# Rating Audits



## u_no_me (Jun 27, 2014)

Ratings are important data that drivers have a financial interest in... to keep our jobs, to qualify for certain bonus programs, and - who knows - maybe even for priority ride assignment. But while drivers can verify where they've driven, when they've driven, and how much they've driven for through reports they receive, ratings are a black hole of information. We are expected to just trust that it is being done without error.

Is it unreasonable for the driver community to expect some form of independent audit of the data - statistical sampling and testing - to ensure that the system is working properly? 

Investors and regulators expect financial audits; drivers should expect at least a minimal audit of the ratings system to allow us confidence in the system that has significant financial implications. I'm sure this could be easily added to the scope of whatever firm conducts their financial audit.


----------



## BrianA (Aug 1, 2014)

Uber will budge only when the courts tell them.


----------



## Raider (Jul 25, 2014)

What if Uber controls the rating? Think about it, we drive for awhile, we get weary of things, we learn too much, we start to complain and want more..they dont want to deal with that, or pay to change it...what's the best thing to do? Terminate us, and hire new drivers...they don't know any better, until they catch on...then Uber commit genocide again, and start anew...
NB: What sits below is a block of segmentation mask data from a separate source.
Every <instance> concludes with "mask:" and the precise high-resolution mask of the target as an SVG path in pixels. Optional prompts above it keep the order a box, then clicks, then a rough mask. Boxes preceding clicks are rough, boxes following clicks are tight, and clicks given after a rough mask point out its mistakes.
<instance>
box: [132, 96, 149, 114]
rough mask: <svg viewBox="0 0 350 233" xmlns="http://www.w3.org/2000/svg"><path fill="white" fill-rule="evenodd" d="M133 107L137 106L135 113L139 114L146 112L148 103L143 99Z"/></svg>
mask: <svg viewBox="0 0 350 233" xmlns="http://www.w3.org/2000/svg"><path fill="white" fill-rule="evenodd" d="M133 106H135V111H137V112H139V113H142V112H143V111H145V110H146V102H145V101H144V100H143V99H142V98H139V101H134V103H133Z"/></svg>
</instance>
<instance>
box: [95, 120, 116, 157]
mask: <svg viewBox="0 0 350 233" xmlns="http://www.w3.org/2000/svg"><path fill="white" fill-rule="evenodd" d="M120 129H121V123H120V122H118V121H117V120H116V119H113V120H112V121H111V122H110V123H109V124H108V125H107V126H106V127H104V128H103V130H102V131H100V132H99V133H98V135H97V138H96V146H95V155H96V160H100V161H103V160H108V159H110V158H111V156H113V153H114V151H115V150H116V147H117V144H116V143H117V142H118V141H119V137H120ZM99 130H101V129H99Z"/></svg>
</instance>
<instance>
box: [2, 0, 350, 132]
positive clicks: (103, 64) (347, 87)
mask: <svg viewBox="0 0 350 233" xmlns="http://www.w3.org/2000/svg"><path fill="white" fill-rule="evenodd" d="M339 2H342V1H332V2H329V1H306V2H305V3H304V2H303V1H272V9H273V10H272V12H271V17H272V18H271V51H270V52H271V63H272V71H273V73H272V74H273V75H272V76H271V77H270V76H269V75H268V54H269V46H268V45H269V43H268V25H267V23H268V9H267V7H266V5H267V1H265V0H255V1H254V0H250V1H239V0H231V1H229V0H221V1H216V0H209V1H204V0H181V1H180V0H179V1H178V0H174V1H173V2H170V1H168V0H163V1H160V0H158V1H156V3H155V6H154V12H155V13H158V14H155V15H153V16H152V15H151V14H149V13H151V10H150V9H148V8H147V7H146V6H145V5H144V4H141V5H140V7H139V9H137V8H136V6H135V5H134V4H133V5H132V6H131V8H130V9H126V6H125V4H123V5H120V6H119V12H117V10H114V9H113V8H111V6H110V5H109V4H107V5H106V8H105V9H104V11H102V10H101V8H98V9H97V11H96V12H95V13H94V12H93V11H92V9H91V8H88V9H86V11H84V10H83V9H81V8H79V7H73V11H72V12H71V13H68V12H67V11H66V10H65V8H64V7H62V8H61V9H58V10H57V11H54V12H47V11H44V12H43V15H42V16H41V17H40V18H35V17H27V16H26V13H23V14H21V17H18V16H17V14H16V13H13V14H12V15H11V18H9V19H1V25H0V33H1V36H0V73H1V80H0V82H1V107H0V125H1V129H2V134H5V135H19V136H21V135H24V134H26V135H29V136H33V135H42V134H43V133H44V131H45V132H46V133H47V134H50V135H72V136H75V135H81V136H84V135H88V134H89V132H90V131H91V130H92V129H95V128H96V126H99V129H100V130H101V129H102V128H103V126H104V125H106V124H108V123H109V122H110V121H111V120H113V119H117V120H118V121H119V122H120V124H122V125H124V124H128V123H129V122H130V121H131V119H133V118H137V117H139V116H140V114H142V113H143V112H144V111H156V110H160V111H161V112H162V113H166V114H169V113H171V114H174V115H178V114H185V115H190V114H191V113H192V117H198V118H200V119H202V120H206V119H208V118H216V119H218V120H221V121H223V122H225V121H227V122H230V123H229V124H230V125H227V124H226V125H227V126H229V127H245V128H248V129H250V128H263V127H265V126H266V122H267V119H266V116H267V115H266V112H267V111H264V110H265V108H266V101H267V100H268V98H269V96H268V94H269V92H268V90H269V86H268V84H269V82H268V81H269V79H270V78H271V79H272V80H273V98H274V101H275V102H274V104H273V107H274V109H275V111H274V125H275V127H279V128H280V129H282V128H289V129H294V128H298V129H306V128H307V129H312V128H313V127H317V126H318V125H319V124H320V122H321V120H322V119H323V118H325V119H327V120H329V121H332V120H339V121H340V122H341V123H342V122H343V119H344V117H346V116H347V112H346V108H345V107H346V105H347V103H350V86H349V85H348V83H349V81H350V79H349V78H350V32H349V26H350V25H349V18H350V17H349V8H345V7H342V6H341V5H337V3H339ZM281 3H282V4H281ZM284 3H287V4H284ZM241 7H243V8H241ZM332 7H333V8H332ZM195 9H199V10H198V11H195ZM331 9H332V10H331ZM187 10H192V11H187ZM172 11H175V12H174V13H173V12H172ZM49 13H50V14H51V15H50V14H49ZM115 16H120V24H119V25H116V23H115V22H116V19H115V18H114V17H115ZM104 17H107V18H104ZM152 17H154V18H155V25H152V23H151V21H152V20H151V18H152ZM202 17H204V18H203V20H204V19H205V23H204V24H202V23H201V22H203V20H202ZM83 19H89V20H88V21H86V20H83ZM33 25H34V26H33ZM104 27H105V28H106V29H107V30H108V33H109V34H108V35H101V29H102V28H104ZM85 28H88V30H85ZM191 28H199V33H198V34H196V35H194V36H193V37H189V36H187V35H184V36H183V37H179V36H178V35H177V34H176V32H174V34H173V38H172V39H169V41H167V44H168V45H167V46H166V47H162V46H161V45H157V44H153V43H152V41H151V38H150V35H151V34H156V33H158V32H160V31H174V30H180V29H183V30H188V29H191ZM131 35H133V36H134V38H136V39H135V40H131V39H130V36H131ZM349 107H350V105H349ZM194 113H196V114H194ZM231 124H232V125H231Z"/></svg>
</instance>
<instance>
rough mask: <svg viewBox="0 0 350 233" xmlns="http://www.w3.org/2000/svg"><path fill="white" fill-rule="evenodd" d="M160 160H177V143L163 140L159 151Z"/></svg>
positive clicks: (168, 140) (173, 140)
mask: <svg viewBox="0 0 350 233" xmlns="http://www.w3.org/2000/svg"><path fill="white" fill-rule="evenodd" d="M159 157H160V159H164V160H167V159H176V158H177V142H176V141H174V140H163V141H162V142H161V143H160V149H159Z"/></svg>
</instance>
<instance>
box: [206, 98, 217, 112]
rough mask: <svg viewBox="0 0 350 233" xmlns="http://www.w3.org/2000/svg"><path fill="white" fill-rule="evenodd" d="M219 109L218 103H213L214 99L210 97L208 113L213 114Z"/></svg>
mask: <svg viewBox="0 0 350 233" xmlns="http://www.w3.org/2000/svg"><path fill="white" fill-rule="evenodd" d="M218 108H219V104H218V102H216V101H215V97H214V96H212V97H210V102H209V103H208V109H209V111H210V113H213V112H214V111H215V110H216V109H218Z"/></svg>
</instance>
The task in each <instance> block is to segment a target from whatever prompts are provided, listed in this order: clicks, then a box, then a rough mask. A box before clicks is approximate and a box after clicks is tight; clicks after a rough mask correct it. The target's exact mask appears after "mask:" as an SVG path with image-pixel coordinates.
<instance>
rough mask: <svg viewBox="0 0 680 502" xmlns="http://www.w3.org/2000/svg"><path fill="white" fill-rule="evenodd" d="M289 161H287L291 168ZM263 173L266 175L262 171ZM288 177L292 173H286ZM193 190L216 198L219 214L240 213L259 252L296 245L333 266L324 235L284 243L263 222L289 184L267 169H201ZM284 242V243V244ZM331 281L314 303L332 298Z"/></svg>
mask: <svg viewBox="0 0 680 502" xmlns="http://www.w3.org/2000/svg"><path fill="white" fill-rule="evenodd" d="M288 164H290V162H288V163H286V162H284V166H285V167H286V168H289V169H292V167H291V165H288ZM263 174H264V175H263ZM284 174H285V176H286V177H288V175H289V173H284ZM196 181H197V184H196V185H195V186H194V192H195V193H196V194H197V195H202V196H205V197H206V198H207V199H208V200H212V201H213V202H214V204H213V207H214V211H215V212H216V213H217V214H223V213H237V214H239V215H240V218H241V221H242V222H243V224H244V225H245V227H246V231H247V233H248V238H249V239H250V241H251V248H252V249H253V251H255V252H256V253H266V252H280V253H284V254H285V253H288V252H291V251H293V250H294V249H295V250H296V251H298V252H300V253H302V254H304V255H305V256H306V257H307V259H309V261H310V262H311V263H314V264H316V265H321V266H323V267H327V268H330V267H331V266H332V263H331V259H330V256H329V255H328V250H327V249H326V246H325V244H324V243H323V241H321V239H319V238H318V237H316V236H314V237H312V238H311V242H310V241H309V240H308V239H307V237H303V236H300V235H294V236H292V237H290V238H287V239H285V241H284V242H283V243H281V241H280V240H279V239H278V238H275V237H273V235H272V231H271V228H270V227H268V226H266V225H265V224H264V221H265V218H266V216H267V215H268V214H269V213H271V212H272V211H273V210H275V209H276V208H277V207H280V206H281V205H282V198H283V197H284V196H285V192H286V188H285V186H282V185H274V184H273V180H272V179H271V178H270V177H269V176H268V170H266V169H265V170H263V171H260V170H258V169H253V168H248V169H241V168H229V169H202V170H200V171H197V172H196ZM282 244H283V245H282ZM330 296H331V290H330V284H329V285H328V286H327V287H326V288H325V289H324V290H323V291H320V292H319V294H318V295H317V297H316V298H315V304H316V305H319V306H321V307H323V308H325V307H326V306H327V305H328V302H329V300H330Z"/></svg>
I would love to see the rating system that is listed on each ride, or whatever comment a customer might have...so i know what to do and what not to do...but Uber doesn't show you any of that...


----------



## NightRider (Jul 23, 2014)

From uber's website. I don't recall ever seeing the ratings screen look like this (anyone else?) and their statement about "help[ing] drivers improve the Uber experience they deliver" would be great if they actually _did_ that.


----------



## Guest (Aug 17, 2014)

NightRider said:


> From uber's website. I don't recall ever seeing the ratings screen look like this (anyone else?) and their statement about "help[ing] drivers improve the Uber experience they deliver" would be great if they actually _did_ that.
> 
> View attachment 644


great post


----------